Music was a very important part of my life back then, and still is. I was a Britpop kid, religiously buying the NME every week, saving up to go and see Blur in concert, trekking to Glastonbury with my big sis to go and see Radiohead. I find myself listening to all this music again whilst I write these days - it gets me back in the teenage mind frame!
If you had any advice for yourself as a teenager, what would you say?
I think it's pretty pointless telling a teenage girl not to worry about what other people think of them. This is like telling the Prime Minister not to bother about national debt. I would just tell myself that there will eventually be a time when you don't give a crap what anyone else thinks, or at the very least, you won't be that fussed either way. And when this does happen, it's the most amazing feeling in the world. Just hang in there. Oh, and maybe ditch the red velvet bell-bottoms. That wasn't a good look.

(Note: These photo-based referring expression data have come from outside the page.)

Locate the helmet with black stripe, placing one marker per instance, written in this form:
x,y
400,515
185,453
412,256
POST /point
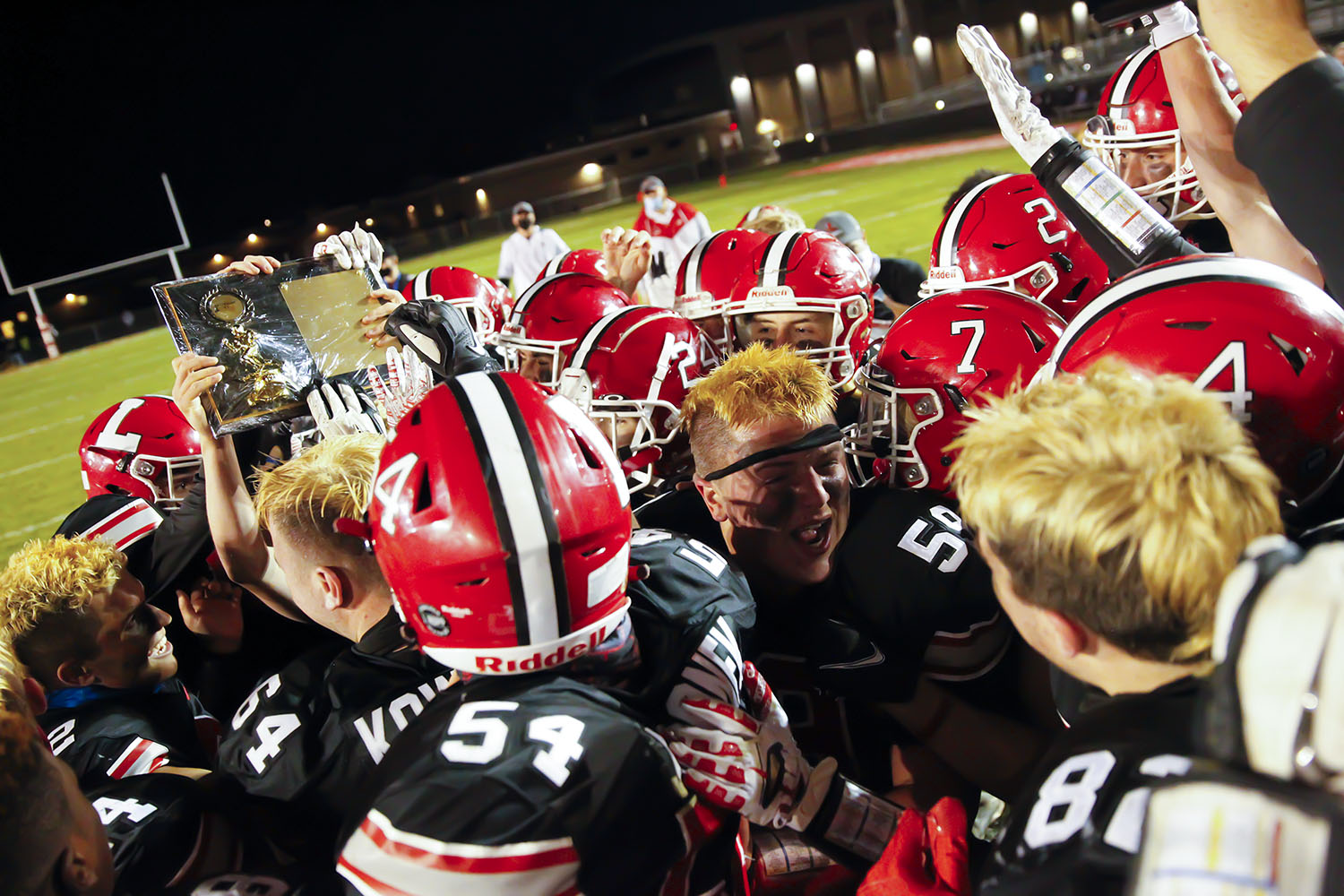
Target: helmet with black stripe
x,y
629,374
550,317
585,261
1007,233
1136,116
706,277
502,521
806,290
941,358
484,304
1262,339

Of the issues and concerns that women are faced with today, what's the area you most like reading/writing about?
Having two daughters, the old self-image thing has cropped up recently. I decided I should do something about shifting some Christmas poundage and instead of partaking of the usual sandwich at lunchtime, I decided to have to bowl of bran flakes. My eldest daughter thought this was hilarious and she had a point. This got me thinking about how my eating habits might impact on my kids - I've never been one for diets and now this an even bigger incentive not to go down this route.
Is there anything else you'd like to add?
Maybe a big thank you to Clover for posting this and to you for reading it!